As part of a training I am in, a group of us shared an experience of looking at a cup and saucer; naming out loud what was factual about what was before us. On the surface, it seems like such an easy, obvious and simple exercise. As in, it was small. But small in relation to what? You would be amazed by how many of the comments made were not actual facts, but instead interpretations. Going even deeper, interpretations based on who was doing the interpreting. It was eye-opening to see the array of projections and perspectives that could be laid onto an inanimate object; one that would ostensibly have very little charge in the life of a human being. It was after all, just a cup and saucer.

It got me to thinking that if that level of “story” could be imposed on something inanimate, what are we doing with and to ourselves and others where the stakes are higher, the emotions run deeper, and where the need for things to be a certain way is a whole lot more intense. Because this so peaked my interest, at the end of the day when we had to choose something to work on for homework, this is what I chose; to fact-find in my relationships with myself and others. And as is so often the case, I had no idea how deep this one would go.

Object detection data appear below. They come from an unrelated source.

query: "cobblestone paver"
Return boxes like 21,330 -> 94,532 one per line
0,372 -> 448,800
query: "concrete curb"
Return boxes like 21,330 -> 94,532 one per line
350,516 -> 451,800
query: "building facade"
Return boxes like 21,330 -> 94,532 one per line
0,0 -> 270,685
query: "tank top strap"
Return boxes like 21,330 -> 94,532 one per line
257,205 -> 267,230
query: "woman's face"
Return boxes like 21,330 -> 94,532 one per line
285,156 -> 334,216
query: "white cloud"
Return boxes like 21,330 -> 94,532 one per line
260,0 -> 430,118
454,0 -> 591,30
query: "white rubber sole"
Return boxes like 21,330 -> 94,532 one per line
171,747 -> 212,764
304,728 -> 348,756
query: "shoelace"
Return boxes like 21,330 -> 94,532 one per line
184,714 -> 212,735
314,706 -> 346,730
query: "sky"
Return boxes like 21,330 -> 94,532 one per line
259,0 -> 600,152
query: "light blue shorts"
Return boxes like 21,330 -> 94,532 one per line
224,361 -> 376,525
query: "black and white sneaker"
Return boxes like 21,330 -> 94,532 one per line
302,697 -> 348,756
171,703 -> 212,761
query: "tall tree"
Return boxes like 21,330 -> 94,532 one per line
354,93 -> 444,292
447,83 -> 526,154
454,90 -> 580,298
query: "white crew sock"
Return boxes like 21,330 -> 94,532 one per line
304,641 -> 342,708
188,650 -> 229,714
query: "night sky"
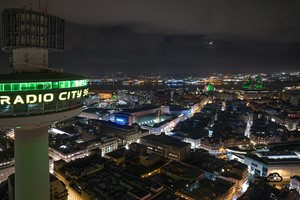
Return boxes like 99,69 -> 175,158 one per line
0,0 -> 300,74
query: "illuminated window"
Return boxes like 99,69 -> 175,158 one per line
3,83 -> 11,92
0,80 -> 87,92
52,82 -> 58,89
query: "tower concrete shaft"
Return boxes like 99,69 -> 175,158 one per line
15,126 -> 50,200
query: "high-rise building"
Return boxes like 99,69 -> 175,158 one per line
0,9 -> 88,200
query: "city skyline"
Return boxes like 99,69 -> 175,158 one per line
0,0 -> 300,75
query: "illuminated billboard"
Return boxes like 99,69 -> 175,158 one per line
0,79 -> 89,117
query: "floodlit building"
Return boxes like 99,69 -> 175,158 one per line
140,135 -> 191,161
244,151 -> 300,180
0,9 -> 88,200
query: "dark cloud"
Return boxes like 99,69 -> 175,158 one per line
0,0 -> 300,73
3,0 -> 300,42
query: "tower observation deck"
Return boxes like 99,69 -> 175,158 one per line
0,9 -> 88,200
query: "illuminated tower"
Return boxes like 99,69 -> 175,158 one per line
0,9 -> 88,200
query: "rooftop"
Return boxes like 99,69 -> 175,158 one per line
0,73 -> 85,83
141,134 -> 191,148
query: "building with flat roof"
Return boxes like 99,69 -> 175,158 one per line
140,135 -> 191,161
54,156 -> 166,200
49,126 -> 118,162
244,151 -> 300,181
113,105 -> 170,125
90,120 -> 149,146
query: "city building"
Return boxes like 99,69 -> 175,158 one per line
244,151 -> 300,182
49,126 -> 118,162
0,8 -> 88,200
114,105 -> 169,125
54,155 -> 166,200
289,175 -> 300,194
90,120 -> 149,146
140,134 -> 191,161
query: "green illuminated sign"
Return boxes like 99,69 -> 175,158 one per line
0,79 -> 88,93
0,89 -> 89,105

For instance, when I am fact-finding, I see that person’s face has changed expression. I feel a tightness in my gut. I notice the thought that says I have done something wrong. This is different than assuming what that other person is thinking, different than ignoring the sensation in my belly, and definitely different than jumping to “I am wrong” as opposed to I am having a thought that says“I have done something wrong.” Just a thought, and nothing more than that. No, “I am wrong.” No, “That person is awful for making me feel this way.” No needing to be in a bad mood or think less of myself when I am staying with the facts.

Try it for yourself. When something is disturbing you, can you take a step back and label what is there as plainly and directly as you could say that the cup has a chip in it? As in, “I see…I feel…I notice…” whatever is there? And then hardest of all, put a period at the end of that sentence; letting it stand as is, with the facts, versus an assumption, projection, or interpretation coloring what is actually there. Easy to say, yet so much more difficult to do in practice given how many of our interpretations are based on the past, as opposed to what is actually before us.

It has been amazing this past week to stand in front of more than 40 college students, all doing whatever they are doing, showing up however they are showing up, participating however they are participating, and to be ever more aware of the spin I will put on what they are doing. Or not doing. And how often that spin is because I want things to be different. Further yet, where I need things to be different so that I can be OK. What a terrible predicament to put myself in. Basing my life on what others are, or are not doing; based not in fact, but in my need to perceive things a certain way.

When we are established in the Truth of who and what we are, and when we are established in the Truth of the moment, everything else takes care of itself. Not only that, but everything, absolutely everything, gets to be exactly what it is, as is.

And isn’t this precisely what we all most long for? The space to be, and to be seen, for who we are? As we are.